Sebagaimana telah dimuat di media massa mengutip pernyataan Komandan Korps Marinir tentang pembelian arhanud baru di mana Korps Marinir TNI AL akan menambah tujuh perangkat senjata anti serangan udara baru pada tahun ini. Persenjataan seharga total US$ 15 juta atau Rp 135 miliar itu sebagian bakal dipasang di sekeliling Istana Negara, Jakarta, untuk pengamanan serangan dari udara. Senjata dirakit dan akan dikirim pada akhir tahun ini.
Senjata berupa kendaraan tempur yang dilengkapi meriam kaliber 35 milimeter ini dibeli dari Swiss, namun perakitannya dilakukan oleh perusahaan di Cina. Selain untuk antiserangan udara, senjata ini juga bisa dipergunakan untuk serangan darat. Sebagian senjata akan ditempatkan di Markas Korps Marinir di Kwitang dan Markas Brigadir Infanteri Marinir di Cilandak, Jakarta Selatan. Semua senjata ini dibeli untuk melengkapi kebutuhan Batalion Artileri Pertahanan Udara Marinir guna mengganti peralatan lama yang sudah tua.
Sebuah pernyataan yang susah diinterpretasikan karena kalimat-kalimatnya tidak jelas dan bias khas informasi pejabat militer yang menyembunyikan spek dalam khazanah intelijen. Sudah mahfum bahwa senjata pertahanan serangan udara kaliber 35 mm yang berasal dari perusahaan senjata Swiss adalah Oerlikon 35 mm twin canon.

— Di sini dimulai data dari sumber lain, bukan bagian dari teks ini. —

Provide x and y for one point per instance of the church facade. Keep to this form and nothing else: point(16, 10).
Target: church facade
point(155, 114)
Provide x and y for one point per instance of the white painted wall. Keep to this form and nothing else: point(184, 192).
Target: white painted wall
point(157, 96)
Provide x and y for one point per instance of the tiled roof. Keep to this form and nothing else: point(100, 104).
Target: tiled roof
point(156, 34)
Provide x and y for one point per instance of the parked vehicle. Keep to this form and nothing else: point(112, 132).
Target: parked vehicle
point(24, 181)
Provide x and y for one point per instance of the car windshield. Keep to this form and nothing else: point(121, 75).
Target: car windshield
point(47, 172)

Dulu pabrik senjata tersebut dimilkiki olehOerlikon Contraves AG. Pada tahun 2009 perusahaan tersebut merger dengan Rheinmetall AG dan menjadi unitnya dengan nama baru Rheinmetall Air Defense AG. Produk system senjata PSU berupa Skyshield (meriam PSU untuk perlindungan obyek statis), Skyguard (meriam PSU mobile), Skyranger (kombinasi meriam PSU dan SHORAD di atas platform ranpur), dan Skyarcher (produk standalone platform mobile dengan SHORAD). Ada juga produk yang navalized (platform kapal).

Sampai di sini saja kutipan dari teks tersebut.